After claims of sexual harassment and a lawsuit filed by Alphabet claiming they stole driving technology, Uber is facing a rough first quarter as it seeks a chief operating officer that can help CEO Travis Kalanick to “write the next chapter” in the company’s journey.
The announcement was made at the company’s headquarters in San Francisco. Reportedly, Kalanick is reaching out to business advisers to direct him on Uber’s next steps.
News outlets claim that Kalanick resorted to the announcement after a video was leaked, showing him yelling at an Uber driver. This, coupled with several sexual harassment claims has made Kalanick recognize that the company needs an urgent change in direction.
Uber seeks guidance on its most controversial months
Boosted by the #DeleteUber campaign, the company is now facing reactive behavior by investors and customers due to allegations of sexist behavior. One of the cases concerns Susan Fowler, a former engineer working for Uber.
Fowler joined the company in 2015 as a site reliability engineer. As soon as he officially joined the team, her manager sent her messages over the company’s messaging app. He told her he was in an open relationship and that his girlfriend had a hard time finding a new partner. He went on by saying that he was “looking for women to have sex with.” Fowler took screenshots of the incident and reported him to Human Resources.
After reporting the situation, HR told Fowler that it was the manager’s first offense and that they would not be taking harsh measures against him. According to higher managers, he was a “high performer.” She then decided to stay on the team to further work on the projects that she knew most about but eventually decided to go to another of the company’s teams, one based in production-readiness.

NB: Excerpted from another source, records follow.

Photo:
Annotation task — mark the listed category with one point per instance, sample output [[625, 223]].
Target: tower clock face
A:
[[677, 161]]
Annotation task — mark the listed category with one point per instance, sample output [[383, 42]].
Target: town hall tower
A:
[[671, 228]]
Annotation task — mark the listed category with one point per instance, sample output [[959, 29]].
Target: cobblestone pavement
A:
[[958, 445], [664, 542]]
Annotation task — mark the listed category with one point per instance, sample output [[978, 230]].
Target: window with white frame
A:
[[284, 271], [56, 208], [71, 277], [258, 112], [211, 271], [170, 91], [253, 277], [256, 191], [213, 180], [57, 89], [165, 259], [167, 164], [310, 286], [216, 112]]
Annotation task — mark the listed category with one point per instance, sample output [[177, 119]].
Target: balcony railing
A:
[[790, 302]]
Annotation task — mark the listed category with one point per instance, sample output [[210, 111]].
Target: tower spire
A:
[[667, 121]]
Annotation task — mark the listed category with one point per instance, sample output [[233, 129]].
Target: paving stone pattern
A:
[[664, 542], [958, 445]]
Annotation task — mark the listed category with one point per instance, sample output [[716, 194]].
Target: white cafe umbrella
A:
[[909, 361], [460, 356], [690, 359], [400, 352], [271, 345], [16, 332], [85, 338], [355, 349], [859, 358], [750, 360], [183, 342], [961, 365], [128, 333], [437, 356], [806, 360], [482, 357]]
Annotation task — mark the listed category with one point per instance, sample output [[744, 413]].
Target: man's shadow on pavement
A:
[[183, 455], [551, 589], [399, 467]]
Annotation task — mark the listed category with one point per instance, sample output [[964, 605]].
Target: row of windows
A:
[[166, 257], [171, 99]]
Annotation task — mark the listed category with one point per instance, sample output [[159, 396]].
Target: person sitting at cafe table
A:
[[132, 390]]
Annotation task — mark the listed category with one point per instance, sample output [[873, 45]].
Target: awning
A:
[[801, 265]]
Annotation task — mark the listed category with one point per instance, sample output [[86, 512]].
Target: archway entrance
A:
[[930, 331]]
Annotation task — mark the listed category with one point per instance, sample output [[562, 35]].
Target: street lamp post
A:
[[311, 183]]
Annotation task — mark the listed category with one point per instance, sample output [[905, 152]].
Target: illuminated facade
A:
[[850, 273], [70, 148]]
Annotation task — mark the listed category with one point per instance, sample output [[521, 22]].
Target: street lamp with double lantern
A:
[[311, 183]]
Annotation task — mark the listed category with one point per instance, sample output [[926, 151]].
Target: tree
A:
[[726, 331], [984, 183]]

As Fowler got to know more of Uber’s female employees, she realized that many of them had similar stories to hers, some of them having to do with the same manager. She got to know about another report concerning the man, which was yet again regarded as a “first offense.”
“In the background, there was a game-of-thrones political war raging within the ranks of upper management in the infrastructure engineering organization. It seemed like every manager was fighting their peers and attempting to undermine their direct supervisor so that they could have their direct supervisor’s job,” she confessed in a blog post.
Concerning the lawsuit, Alphabet sued Uber for stealing trade secrets. Apparently, one of Alphabet’s self-driving engineers disclosed confidential files to Uber, including designs that allowed him to create Otto, a self-driving truck startup and then sell it to Uber.
Uber, on the other hand, is denying the claims. If the lawsuit passes, the funding deal will be damaged by the firm’s own investors. Any damage made to Uber would potentially result in damages to Google Ventures, which is Alphabet’s main investing unit behind self-driving vehicles.